Cote was 17 years old when he decided to leave the reserve and enlist in the army. He said he did it because there was "nothing going on, on the reserve at that time."
"I'd get a job on a farm for about two, three weeks or a month. Then you'd finish the job that you got. So I thought maybe I should just join the army and I'll get steady income," he said, laughing.
"I didn't know they were going over [to Korea], but we started training in Wainwright, Alta., that summer."
'That's the worst part [of training]. You had to have your gun pit all ready by morning.' - Tony Cote, elder and Korean War veteran
Cote said the training and preparing to go into battle was tough.
"I didn't like those night manoeuvres, and you had to dig gun pits," he said, smiling.
"That's the worst part. You had to have your gun pit all ready by morning."
As part of the 81st Field Regiment for the Royal Canadian Artillery, Cote's unit was shipped to Korea in March 1953.
They spent 21 days on the ocean before docking in Japan.
Cote said there was a Canadian base in Japan and then the next morning his unit boarded a smaller ship to head to Korea.
"The Commonwealth troops had already moved towards the centre of Korea because they had taken over the whole place like Incheon [City]," said Cote.
A memory that has remained vivid for Cote since that spring of 1953 was seeing the effects of the war on Korean civilians.
"The worst part of it, what I didn't like to see, was little wee kids at all the train stations, no clothes, starving ... probably their parents got killed. These are the things that you see when you go into action."
Cote said the children were no older than four or five years old, begging for food.
"We used to throw our rations at them from the train... We would just throw them out to them. You'd see them scrambling, picking them up and what not."
Cote was not the only Indigenous soldier in his unit.
"There was about six of us," he said.
Along with other battalions he said there were quite a number of First Nations soldiers. He emphasized the amazing work ethic of Indigenous soldiers in the Korean war and the sheer commitment each soldier gave to each task.
Indigenous peoples have a long-standing relationship with Canada's Armed Forces and many chose to enlist during the world wars, even though they were not subject to conscription efforts of the federal government.
"My grandfather was a part of the Armed Forces," said Sgt.
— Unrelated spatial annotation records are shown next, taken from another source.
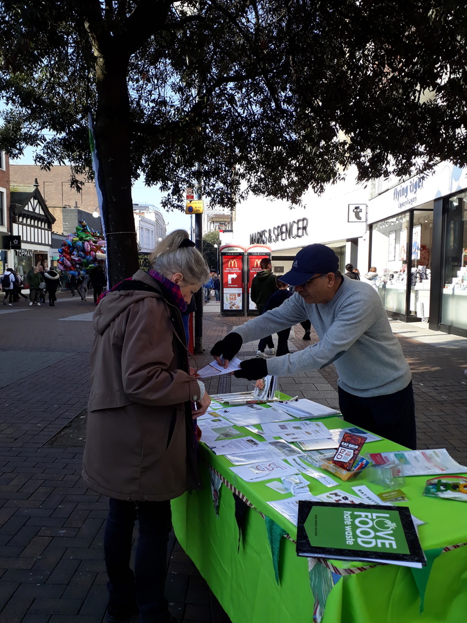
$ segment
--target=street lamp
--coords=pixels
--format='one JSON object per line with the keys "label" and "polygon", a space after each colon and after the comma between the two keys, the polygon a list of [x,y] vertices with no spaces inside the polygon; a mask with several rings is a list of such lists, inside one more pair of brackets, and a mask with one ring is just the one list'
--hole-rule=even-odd
{"label": "street lamp", "polygon": [[217,249],[217,254],[216,254],[217,255],[216,260],[217,260],[217,274],[219,275],[219,244],[214,244],[214,249]]}

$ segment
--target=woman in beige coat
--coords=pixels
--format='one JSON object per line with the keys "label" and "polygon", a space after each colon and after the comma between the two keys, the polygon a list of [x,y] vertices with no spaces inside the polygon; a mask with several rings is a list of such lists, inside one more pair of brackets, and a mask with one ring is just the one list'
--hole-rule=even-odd
{"label": "woman in beige coat", "polygon": [[[174,622],[164,595],[170,500],[201,485],[196,422],[210,398],[190,376],[181,313],[209,277],[187,232],[157,246],[100,299],[93,317],[83,478],[110,498],[104,549],[109,623]],[[132,533],[139,523],[134,572]]]}

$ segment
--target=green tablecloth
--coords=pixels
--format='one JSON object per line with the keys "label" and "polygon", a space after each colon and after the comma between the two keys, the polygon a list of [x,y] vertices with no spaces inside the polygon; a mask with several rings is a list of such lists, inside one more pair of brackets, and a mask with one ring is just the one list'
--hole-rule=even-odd
{"label": "green tablecloth", "polygon": [[[322,422],[329,428],[346,426],[337,417]],[[364,451],[401,448],[384,440],[367,444]],[[309,561],[297,557],[295,544],[282,539],[277,584],[266,523],[259,514],[269,516],[295,539],[293,524],[266,503],[268,500],[284,496],[264,482],[252,484],[239,478],[229,469],[231,464],[227,459],[216,456],[203,444],[201,454],[203,489],[172,500],[174,527],[182,547],[232,623],[311,623],[314,598],[310,588]],[[259,511],[248,510],[239,551],[232,492],[222,486],[217,517],[212,500],[208,465]],[[467,505],[423,496],[427,478],[407,478],[403,487],[409,498],[404,504],[409,506],[412,514],[426,522],[419,528],[422,547],[426,552],[466,543]],[[318,495],[329,490],[318,480],[309,480],[312,494]],[[368,485],[365,480],[343,482],[336,480],[336,487],[349,492],[352,492],[352,485]],[[369,486],[376,492],[381,490]],[[363,564],[348,565],[336,561],[332,563],[340,568]],[[467,613],[467,547],[444,552],[436,559],[421,614],[420,603],[419,590],[410,568],[380,566],[342,575],[329,595],[322,623],[461,623]]]}

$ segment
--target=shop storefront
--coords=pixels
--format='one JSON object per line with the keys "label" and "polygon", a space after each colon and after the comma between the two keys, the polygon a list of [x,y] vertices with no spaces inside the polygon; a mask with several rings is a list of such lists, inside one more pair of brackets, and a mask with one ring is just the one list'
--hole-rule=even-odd
{"label": "shop storefront", "polygon": [[372,199],[369,264],[388,315],[467,336],[467,169],[443,163]]}

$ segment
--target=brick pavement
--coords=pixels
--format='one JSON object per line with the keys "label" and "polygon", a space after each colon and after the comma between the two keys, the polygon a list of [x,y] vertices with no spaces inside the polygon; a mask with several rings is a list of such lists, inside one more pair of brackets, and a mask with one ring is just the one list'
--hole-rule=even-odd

Christopher Bird of the Royal Regina Rifles, who is also a member of George Gordon First Nation.
Bird started his military career 23 years ago when he took part in the Canadian Armed Forces' Bold Eagle program.
According to its website, the summer employment program combines Indigenous culture with military training.
Bird, now 41, is the newly-appointed Bold Eagle program co-ordinator. He said the role has provided him with a great opportunity to meet Indigenous youth.
"I am able to see the respect that is given to the military, past and serving members."
The Regina Police Service also believes the role of Indigenous peoples in the military is something that should be recognized and remembered.
"Anytime we could come out and show support ... for those veterans that lost their lives and gave themselves to our country, to our city and to our province, we're proud to do so," said deputy chief Dean Rae.